The Adams2019 schedule just tries to ensure there's enough parallelism available in the schedule to satisfy the parallelism requested. So it's normal that the schedule might not vary. In this case it has decided on a schedule that works for 2 or 8 cores. If you set it to something huge it might start parallelizing more loops.

LiQi19970428 commented 2 months ago

The Adams2019 schedule just tries to ensure there's enough parallelism available in the schedule to satisfy the parallelism requested.

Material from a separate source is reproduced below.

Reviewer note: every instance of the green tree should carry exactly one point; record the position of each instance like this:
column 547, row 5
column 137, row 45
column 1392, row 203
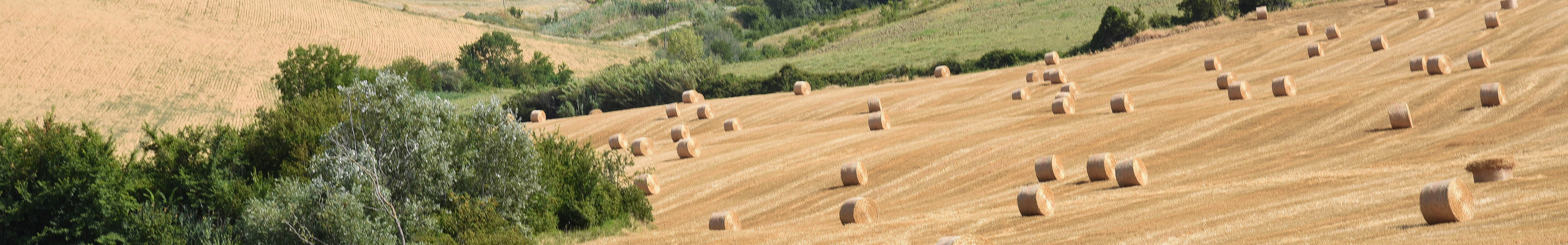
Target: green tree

So it's normal that the schedule might not vary. In this case it has decided on a schedule that works for 2 or 8 cores. If you set it to something huge it might start parallelizing more loops.

Thank you for your answer. I have a few more questions I'd like to ask. Does parallelism refer to the number of CPU cores used? So when parallelism is 2, does it actually use 4 threads? Is there a direct relationship between parallelism and the number of threads?

abadams commented 2 months ago

The generated schedule will always attempt to use all cores/threads available on the system. If the parallelism parameter was set too low, there might not be enough work available to do that (but there also might be). Parallelism is the minimum number of threads to try to use, so it's threads, not cores.